Tuesday, August 11, 2015

Growing Apart and the Friends That Truly Matter

You get told a lot at certain points in your life that you'll lose the friends you currently have and make more in the future. I remember graduating middle school and being told I'd make my true "life long" friends in high school. Then, upon graduating high school, I got told the same thing about college. I haven't graduated college yet, but I'm already hearing things along the lines of "you'll find life long friends after college."

I think the biggest thing I've taken from this is that everyone's friendships are different. There are people out there that maintain friendships from the time they're born, which is extremely impressive. I'm still friends with my kindergarten best friend, even if we talk sporadically, we do still talk. I'm also still friends with my first grade best friend, and we talk much more frequently. And I talk to most of the people I talked to in high school still. Our lives are different, we're living in different places, but I care a lot about those people. I still want to know what they're up to, and I just don't have it in me to let those friendships fade without putting in all the effort I can to maintain them. (Of course, it's a two way street, so they have to help me with that. And I'm very lucky to have friends that do.)

None of that is to say I haven't lost friends. Believe me, I have. There are people I was extremely close to as a kid who I don't talk to much anymore. I just found out one of those former friends is getting married soon, actually, and I was clueless to it. So I have the former friends whose lives I no longer know nothing about.

A couple of them just drifted away, but for the most part, I aided that pulling away because I came to the realization that I couldn't have them in my life for various reasons, ones I won't rehash here. When it comes to my friendships that are very valuable though, the friends who have legitimately been there for me through a lot, I can't move on past that friendship, not unless they give me a reason to.

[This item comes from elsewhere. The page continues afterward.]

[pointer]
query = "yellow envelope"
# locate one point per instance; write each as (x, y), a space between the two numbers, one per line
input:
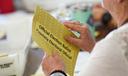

These people have meant far too much to me for me to just let us grow apart, and I think that's why the idea of it has always terrified me. I've lived in perpetual fear of it happening. But I've got to realize that if such a thing happens it's for a reason. First of all, the fact that I'm working against it already diminishes the chances. If I'm doing everything I can to maintain a friendship yet we grow apart anyway, that's probably a huge sign that that friend didn't care about me as much as I did them, and in that case, it's probably best that we are no longer friends.

But with the friends who truly matter, we'll always maintain some form of friendship, even if it morphs and changes as we do. I can go a year without seeing my older friends in person, but when I do manage to see them, it's always abundantly clear why they've stuck around so long in my life. Because each friend contains another point of my life, and even if we're changing, what they did for me at that point in my life is extremely valuable. And each of them continue to be important in my life in various ways. They're still supporting me even if it's from a distance. I know each of them care, and each of them have proven again and again that they will legitimately be there for me when I need them. No matter how much older we get, that never seems to change with these friends, and for that, I am extremely thankful.